This weeks dinner menu includes a little background info about the dishes:

Aron's Deli dinner menu
Thu 24th Sep - Sat 26th Sep

Starters
Bone marrow with pickled garlic, paprika and rye toast £6.25
Chicken soup with matzo balls, kreplach, soup mandel & egg noodles £6.50
Hortobagyi pancakes filled with veal goulash and baked with sour cream £7.00

Mains
Roast duck leg served with braised red cabbage & onion crushed potato £12.50
Hake goujons in an almond and breadcrumb crust with a green salad £13.75
Romanian skirt steak with a board sauce & potatoes sauteed in goose fat £14.50




Warm bone marrow with toast is one of my favourite dishes at Rosenstein Vendeglo in Budapest. Gently rub the toast with the pickled garlic clove, crush the marrow onto the toast, sprinkle with paprika and a little salt and enjoy (preferably with a glass of kekfrankos).

Chicken soup with everything. Corn fed chicken gives a natural yellow hue to our chicken soup (we don't condone cheating with a pinch of saffron).

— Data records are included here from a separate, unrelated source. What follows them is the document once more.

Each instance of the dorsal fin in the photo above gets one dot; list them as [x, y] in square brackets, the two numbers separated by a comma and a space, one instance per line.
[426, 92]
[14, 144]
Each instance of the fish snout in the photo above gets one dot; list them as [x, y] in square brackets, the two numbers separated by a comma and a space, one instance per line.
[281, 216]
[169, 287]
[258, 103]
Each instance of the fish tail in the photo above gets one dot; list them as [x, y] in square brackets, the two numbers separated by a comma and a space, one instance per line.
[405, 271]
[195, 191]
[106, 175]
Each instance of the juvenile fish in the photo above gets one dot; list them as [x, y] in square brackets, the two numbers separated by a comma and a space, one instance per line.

This soup contains, chicken meat, celery and carrot battens along with our home made matzo balls, kreplach (triangular ravioli filled with chicken liver and chives), crispy soup mandel crackers and home made egg noodles.

The Hortobagy is a national park on the Great Hungarian Plain in eastern Hungary, These savoury pancakes are a recent Hungarian culinary creation, first becoming popular with East German tourists in the 70s and 80s.

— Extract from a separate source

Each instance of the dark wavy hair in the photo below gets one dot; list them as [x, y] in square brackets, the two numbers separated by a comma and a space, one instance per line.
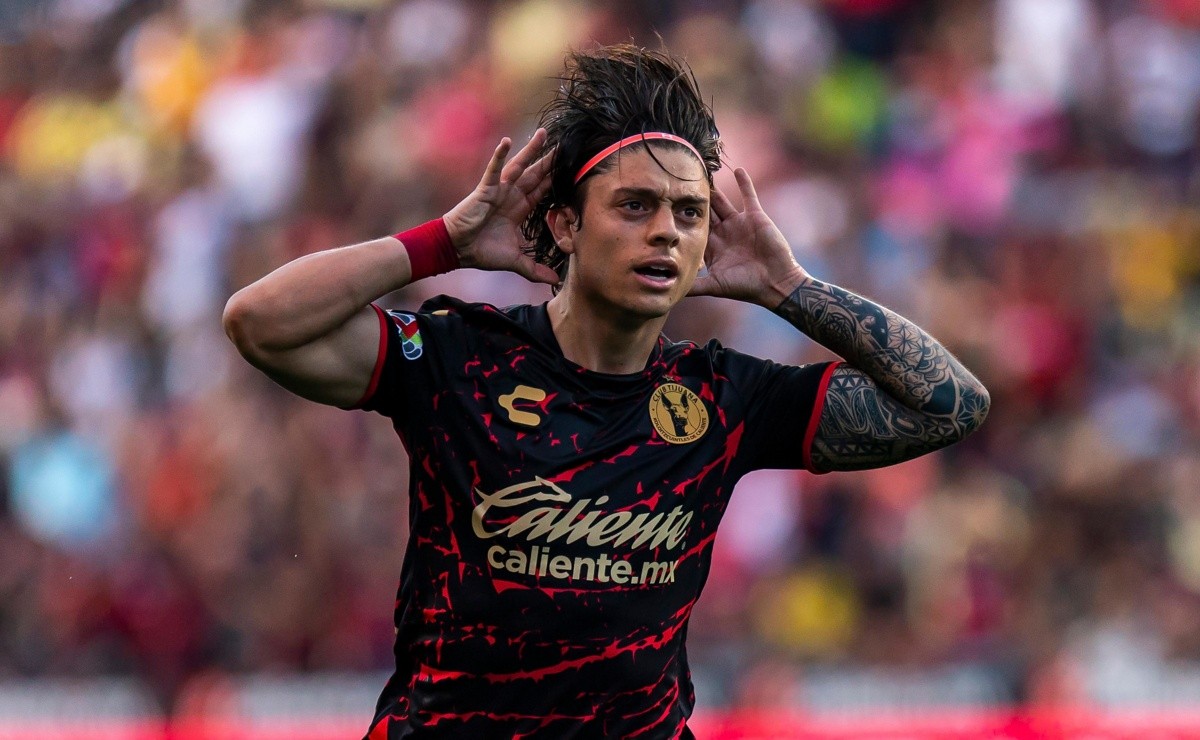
[606, 95]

Roast duck leg with red cabbage is another classic Hungarian combination that is best enjoyed with a glass of kekfrankos. Raising ducks and geese was a trade synonymous with Jewish people in Hungary and elsewhere in Eastern Europe. This dish is an autumnal tradition, the remaining meat and liver is preserved in its own fat for winter consumption, the neck is stuffed, the skin turned into crackling and finally the carcass is made into soup.

Hake goujons with a side salad is an adaptation of another of Tibor Rosenstein's dishes. At Rosenstein's it is made with fogas (pike perch or zander) a freshwater fish. Here we make it with Hake. The crisp almonds neatly complement both the fish and the plainly dressed salad. Try it with a chilled glass of Wien1.

Romanian steak is actually a New York City inspired dish. In New York skirt steak is also known as Roumanian (sic) steak because it was a cut eaten a lot by Romanian Jewish immigrants. We serve it seasoned with olive oil and fresh herbs accompanied by potatoes sauteed in goose fat.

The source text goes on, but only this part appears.